Collection of Operators, Hooks and utility functions aimed at facilitating ELT pipelines.

Overview

This is an opinionated library focused on ELT, which means that our goal is to facilitate loading data from various data sources into a data lake, as well as loading from a data lake to a data warehouse and running transformations inside a data warehouse.

Airflow's operators notoriously suffer from an NxM problem, where if you have N data sources and M destinations you end up with NxM different operators (FTPToS3, S3ToFTP, PostgresToS3, FTPToPostgres etc.). We aim to mitigate this issue in two ways:

  1. ELT focused: cuts down on the number of possible sources and destinations, as we always want to do source -> data lake -> data warehouse.
  2. Building common interfaces: where possible we want to treat similar data sources in the same way. Airflow recently has done a good job at this by deprecating all specific SQL operators (PostgresOperator, MySQLOperator, etc.) in favour of a more generic SQLExecuteQueryOperator that works with any hook compatible with the dbapi2 interface. We take this philosophy and apply it any time we can, like providing a unified interface for all filesystem data sources that then enables us to have much more generic operators like SQLToFilesystem, FilesystemToFilesystem.

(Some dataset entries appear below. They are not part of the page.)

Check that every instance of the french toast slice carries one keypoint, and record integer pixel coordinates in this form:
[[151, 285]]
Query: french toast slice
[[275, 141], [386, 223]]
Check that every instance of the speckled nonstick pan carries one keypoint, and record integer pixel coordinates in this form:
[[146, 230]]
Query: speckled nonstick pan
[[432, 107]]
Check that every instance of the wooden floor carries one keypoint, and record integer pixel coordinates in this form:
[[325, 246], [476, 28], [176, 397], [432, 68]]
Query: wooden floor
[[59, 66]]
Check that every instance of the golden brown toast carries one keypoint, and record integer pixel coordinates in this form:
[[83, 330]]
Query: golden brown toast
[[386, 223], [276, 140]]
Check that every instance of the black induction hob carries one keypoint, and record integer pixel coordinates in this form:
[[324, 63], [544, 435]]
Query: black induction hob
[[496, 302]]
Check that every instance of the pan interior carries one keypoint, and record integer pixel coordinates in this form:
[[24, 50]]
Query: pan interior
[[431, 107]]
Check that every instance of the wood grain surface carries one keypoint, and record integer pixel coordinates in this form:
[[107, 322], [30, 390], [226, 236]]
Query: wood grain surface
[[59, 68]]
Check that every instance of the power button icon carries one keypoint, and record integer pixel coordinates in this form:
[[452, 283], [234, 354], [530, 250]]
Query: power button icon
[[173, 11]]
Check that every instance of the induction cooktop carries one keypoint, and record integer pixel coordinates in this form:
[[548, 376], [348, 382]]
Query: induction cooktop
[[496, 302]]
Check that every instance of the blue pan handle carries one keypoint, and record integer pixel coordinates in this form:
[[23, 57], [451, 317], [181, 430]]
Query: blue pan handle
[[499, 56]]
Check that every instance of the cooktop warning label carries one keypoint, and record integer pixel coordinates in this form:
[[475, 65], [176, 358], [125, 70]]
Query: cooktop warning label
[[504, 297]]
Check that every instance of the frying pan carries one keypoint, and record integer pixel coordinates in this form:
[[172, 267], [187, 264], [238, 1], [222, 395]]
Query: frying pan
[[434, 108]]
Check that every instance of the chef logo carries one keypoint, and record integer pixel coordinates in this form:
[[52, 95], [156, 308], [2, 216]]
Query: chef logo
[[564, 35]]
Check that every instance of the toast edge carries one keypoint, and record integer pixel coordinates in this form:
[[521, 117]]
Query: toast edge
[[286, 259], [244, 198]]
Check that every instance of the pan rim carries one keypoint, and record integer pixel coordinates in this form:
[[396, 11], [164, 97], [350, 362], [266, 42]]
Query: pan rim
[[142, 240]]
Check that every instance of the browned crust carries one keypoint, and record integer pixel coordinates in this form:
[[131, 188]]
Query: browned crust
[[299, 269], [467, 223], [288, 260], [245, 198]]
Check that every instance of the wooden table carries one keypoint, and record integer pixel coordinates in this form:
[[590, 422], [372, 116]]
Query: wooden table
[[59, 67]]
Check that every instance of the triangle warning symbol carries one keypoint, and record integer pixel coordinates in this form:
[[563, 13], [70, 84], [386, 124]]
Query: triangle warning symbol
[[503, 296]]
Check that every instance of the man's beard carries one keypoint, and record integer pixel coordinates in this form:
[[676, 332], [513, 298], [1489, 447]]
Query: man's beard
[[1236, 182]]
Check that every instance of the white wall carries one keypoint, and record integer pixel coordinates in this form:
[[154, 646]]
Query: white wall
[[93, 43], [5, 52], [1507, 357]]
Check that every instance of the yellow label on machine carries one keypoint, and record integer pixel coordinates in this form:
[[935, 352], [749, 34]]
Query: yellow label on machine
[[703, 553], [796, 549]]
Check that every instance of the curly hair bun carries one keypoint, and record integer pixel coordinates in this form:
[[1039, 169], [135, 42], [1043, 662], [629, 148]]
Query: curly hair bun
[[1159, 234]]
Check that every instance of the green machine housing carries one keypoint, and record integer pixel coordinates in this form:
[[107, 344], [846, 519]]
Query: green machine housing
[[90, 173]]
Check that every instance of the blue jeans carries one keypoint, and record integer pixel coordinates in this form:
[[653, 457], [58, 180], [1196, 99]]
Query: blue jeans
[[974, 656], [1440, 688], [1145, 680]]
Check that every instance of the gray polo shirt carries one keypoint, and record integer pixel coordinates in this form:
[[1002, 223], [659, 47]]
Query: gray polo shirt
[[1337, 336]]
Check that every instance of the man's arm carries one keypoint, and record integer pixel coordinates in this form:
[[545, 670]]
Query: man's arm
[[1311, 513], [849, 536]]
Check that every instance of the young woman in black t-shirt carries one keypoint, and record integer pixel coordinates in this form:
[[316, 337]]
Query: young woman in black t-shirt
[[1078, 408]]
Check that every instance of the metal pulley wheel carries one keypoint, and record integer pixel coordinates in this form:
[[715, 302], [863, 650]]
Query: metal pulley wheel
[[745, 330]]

Filesystem Interface/Protocol

We provide a thin wrapper over many hooks for filesystem data sources. These wrappers use the hook's specific methods to implement some common methods that we then use inside the operators without needing to worry about the hook's specific type. For now we provide support for the following filesystem hooks, some of them native or that belong to other providers and others implemented in this library:

  • WasbHook (Blob Storage/ADLS)
  • S3Hook (S3)
  • SFTPHook (SFTP)
  • FSHook (Local Filesystem)
  • AzureFileShareServicePrincipalHook (Azure Fileshare with support for service principal authentication)
  • AzureDatabricksVolumeHook (Unity Catalog Columes)

Operators can create the correct hook at runtime by passing a connection ID with a connection type of aws or adls. Example code:

conn = BaseHook.get_connection(conn_id)
hook = conn.get_hook()

Operators

HTTP to Filesystem (Data Lake)

Creates a Example usage:

HttpToFilesystem(
    task_id='test_http_to_data_lake',
    http_conn_id='http_test',
    data_lake_conn_id='data_lake_test',
    data_lake_path=s3_bucket + '/source1/entity1/{{ ds }}/',
    endpoint='/api/users',
    method='GET',
    jmespath_expression='data[:2].{id: id, email: email}',
)

Sensors

Filesystem (generic) File Sensor

This sensor checks if a file exists in a generic filesystem. Type of filesystem is determined by the connection type.

Current supported filesystem connections are (conn_type parameter):

  • aws (s3)
  • azure_databricks_volume
  • azure_file_share_sp
  • sftp
  • fs (LocalFileSystem)
  • google_cloud_platform
  • wasb (BlobStorageFilesystem)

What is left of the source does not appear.